Yabancı sermaye azalıyor
Ekonomimizin dış finansamana bağlılığının yüksek olduğunu biliyoruz. Hatta, FED’in faiz artışı ile ucuz finansman sağlama döneminin de sonuna geleceğiz. Böyle bir dönemde risklerin artması ile azalan yabancı sermaye miktarının yaratabilceği sıkıntıların önüne geçebilmek için hamleler yapılması gerekiyor. Ülkede bu kadar belirsizliğin mevcut olduğu durumda sıcak para girişi oldukça zor. Dış finansman dışında, büyümenin potansiyelinin altında kalması, ihracattaki azalma, cari açıkta istenilen seviyeye gelemememiz gibi bir dizi sorun ile karşı karşıyayız.
FED’e göre politika izleyeceğiz
Dünyanın en büyük ekonomisinin atacağı, sıkılaştırma politikalarının mutlaka izlenmesi gerekiyor. Tabi ki, sonuna kadar katılıyoruz ancak bu politikaya önceden müdahale edemememiz acı bir durum. Gelişmekte olan ülke ekonomilerinin hiç biri, kendine has önlemler alamıyor. Tam almaya çalışacağız derken, siyasi anlamda yaşanan anlaşmazlıklar sorunu daha da keskinleştiriyor. Herhangi bir iyileşme gelebilmesi için bu süreç içerisinde somut bir adım da göremedik. O yüzden kurlarda yeni zirvelerin gelebilme ihtimali hala geçerli. TCMB’nin kura müdahale etmesi beklenebilir. Belki de son toplantı da bunu yapmasını bekleyen yatırımcılar olabilirdi. Ancak siyasi belirsizliğin etkileri süregelirken, MB faiz artırmış olsa bile, kur tekrardan hızlıca toparlanabilirdi. Çünkü ortada herhangi bir somut süreç yoktu. MB hamle yapsaydı, hem faizi erken artırmış, hem de kura gereken müdahaleyi yapamamış olacaktı. Bu durumda MB’nin adımlarını boşa çıkarabilirdi.

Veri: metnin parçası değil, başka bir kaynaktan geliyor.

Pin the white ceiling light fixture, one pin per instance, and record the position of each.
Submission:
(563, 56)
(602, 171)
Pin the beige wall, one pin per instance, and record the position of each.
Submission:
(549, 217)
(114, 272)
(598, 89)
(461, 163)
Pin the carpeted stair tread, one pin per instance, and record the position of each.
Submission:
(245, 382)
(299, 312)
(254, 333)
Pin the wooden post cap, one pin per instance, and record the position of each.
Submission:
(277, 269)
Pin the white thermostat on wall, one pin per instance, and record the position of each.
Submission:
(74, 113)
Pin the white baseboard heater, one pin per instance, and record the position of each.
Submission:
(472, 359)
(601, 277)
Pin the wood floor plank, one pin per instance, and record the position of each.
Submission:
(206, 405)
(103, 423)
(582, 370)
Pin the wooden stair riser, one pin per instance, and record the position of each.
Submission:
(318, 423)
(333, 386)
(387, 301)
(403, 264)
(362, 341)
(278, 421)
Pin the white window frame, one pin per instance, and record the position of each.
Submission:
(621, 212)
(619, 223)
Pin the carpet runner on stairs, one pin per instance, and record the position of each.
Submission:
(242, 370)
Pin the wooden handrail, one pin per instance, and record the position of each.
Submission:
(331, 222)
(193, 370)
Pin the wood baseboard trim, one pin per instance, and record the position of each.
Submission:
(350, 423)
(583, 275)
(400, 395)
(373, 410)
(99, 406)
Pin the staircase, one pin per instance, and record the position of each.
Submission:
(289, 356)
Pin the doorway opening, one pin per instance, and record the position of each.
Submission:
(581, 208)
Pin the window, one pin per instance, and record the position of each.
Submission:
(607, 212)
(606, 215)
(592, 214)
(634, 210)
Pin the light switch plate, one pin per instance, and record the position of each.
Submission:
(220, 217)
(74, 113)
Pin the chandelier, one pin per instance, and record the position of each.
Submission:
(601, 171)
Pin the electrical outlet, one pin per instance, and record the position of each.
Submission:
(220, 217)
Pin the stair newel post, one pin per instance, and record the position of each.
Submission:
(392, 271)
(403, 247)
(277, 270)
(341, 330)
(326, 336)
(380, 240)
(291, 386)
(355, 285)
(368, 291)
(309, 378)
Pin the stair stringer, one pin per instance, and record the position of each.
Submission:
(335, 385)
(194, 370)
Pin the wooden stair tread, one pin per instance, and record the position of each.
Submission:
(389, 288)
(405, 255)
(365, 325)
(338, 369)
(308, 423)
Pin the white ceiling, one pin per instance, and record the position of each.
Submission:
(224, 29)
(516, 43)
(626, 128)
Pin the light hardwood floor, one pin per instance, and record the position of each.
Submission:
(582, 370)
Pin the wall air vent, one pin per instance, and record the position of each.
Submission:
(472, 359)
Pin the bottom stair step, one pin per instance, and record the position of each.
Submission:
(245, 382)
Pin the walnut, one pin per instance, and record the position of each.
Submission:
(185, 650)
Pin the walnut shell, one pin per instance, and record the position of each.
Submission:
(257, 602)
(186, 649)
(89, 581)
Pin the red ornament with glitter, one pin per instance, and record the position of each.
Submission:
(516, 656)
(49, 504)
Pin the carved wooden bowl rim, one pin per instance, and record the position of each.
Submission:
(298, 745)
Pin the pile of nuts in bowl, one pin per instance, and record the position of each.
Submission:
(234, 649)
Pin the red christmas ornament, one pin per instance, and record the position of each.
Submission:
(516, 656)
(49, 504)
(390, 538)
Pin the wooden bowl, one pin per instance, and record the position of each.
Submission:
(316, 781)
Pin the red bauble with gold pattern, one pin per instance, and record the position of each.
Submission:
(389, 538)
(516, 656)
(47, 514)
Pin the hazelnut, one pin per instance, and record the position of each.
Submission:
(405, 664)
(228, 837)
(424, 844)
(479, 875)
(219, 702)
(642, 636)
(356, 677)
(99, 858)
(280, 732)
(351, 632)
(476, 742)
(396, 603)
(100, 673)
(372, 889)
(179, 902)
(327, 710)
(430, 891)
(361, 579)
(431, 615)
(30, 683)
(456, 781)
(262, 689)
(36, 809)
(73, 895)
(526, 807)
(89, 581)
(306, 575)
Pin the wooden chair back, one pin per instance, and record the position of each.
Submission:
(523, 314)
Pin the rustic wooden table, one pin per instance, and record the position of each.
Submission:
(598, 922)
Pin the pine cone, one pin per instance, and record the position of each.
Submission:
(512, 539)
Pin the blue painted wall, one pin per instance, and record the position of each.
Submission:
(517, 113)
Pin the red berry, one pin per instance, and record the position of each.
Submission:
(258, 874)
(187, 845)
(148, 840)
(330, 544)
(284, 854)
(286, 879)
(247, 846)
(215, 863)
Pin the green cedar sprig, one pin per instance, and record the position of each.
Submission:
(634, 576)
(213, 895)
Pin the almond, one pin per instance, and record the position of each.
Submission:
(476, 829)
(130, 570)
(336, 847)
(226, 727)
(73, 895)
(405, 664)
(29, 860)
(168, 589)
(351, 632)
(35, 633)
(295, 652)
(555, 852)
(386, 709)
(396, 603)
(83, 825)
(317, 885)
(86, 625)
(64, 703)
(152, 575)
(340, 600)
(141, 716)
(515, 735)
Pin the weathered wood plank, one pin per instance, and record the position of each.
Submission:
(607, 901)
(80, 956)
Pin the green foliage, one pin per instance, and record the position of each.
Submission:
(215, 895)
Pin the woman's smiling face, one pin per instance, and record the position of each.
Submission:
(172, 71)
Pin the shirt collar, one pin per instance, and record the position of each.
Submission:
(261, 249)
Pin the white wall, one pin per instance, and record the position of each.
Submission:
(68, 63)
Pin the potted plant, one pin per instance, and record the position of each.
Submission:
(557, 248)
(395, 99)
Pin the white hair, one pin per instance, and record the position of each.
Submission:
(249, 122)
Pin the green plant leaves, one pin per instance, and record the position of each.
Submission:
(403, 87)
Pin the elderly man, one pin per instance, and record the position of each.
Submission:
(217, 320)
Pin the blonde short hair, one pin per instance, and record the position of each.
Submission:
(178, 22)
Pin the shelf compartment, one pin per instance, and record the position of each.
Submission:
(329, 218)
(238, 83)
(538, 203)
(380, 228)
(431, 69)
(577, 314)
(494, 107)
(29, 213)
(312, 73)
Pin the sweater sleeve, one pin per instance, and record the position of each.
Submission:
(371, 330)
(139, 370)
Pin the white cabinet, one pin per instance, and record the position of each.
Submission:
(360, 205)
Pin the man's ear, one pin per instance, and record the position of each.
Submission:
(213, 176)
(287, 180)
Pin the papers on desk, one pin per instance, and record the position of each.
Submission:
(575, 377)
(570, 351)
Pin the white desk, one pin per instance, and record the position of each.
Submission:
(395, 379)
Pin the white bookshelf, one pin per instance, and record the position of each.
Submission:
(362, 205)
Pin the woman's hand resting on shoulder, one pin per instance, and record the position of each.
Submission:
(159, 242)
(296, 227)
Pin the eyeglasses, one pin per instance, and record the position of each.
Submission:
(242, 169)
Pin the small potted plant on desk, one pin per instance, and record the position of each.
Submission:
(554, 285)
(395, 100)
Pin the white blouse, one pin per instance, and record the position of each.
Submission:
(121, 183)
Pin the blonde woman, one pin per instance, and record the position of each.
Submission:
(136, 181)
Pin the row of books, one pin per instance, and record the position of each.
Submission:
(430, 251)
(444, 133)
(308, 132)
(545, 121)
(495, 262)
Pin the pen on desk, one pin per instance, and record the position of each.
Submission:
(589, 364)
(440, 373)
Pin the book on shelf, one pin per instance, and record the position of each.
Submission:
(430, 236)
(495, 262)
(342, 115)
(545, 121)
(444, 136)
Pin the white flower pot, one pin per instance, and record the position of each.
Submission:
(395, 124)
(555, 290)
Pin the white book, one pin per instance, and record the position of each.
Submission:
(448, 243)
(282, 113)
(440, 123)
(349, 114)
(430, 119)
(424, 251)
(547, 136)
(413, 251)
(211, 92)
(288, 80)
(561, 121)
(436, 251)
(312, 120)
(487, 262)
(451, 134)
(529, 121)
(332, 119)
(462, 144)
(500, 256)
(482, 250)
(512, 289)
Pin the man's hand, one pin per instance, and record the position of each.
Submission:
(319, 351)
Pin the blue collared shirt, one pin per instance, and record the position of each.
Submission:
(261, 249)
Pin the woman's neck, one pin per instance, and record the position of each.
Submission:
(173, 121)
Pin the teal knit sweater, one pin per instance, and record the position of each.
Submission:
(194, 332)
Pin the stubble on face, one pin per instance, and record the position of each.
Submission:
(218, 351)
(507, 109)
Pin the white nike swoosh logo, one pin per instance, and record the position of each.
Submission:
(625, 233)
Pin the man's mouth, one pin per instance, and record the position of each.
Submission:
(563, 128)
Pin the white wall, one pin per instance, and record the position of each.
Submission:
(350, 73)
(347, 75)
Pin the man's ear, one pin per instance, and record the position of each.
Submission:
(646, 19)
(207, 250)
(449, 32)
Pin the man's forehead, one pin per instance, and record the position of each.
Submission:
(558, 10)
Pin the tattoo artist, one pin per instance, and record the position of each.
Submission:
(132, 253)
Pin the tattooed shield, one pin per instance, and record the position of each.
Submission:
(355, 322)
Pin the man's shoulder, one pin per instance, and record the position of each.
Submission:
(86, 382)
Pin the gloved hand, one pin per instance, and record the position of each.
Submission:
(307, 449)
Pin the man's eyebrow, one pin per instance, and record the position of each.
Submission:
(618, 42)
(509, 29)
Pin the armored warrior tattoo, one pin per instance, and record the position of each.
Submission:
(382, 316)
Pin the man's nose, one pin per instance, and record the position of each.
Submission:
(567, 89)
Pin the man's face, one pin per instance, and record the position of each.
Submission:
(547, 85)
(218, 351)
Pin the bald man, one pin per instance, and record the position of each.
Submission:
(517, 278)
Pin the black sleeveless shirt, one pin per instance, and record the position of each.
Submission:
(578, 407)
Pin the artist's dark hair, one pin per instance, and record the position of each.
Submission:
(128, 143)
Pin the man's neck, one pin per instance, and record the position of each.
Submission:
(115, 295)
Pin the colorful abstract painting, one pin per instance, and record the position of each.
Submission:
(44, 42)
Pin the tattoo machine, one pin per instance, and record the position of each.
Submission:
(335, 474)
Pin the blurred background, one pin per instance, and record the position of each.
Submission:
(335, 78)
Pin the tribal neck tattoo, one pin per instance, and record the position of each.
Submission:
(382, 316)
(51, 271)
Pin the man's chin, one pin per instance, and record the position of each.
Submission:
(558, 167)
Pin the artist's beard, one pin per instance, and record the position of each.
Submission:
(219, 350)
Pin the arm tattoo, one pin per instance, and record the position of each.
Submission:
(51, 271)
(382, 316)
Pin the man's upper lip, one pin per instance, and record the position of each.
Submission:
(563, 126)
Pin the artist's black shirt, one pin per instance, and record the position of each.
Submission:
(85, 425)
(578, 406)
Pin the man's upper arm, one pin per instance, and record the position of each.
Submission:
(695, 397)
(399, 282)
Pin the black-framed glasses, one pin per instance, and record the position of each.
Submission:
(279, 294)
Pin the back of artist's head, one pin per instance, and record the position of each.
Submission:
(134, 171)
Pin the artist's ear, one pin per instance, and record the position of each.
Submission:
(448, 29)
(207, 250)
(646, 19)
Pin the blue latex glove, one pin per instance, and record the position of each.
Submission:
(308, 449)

Kurda yeni zirveler beklenebilir ve şu an için güç toplama aşamasında gibi görünüyor. 2.90’lara kadar geri çekilme yaşanan paritede, her geri çekilme alım fırsatı yaratıyor. Bu konjonktür ancak FED’in faiz politikası sekteye uğrarsa bozulabilir. Kasım ayına kadar yaşanacak süreçte hem FED faiz artırımı baskısı hem de seçim öncesi yaşanacak süreç kurun ateşini söndürmeyecektir. Merkez bankasının ‘normalleşme’ süreci ve öncesinde yapacağı döviz likitidesi artırımına dair politikaların ise, geçici etkiler yaratacağını düşünüyoruz. Teknik olarak, Fibonacci düzeltme seviyeleri kurda hem 2.75 sonrasın da 3 hedefinde iyi çalıştı. Bundan sonraki süreç için yükselişlerin devamında hedef 3.20-3.23 aralığı olarak görünüyor. Geri çekilmeler halinde ise, 2.90-2.8596 ve 2.80 önemli destekler olacak gibi görünüyor.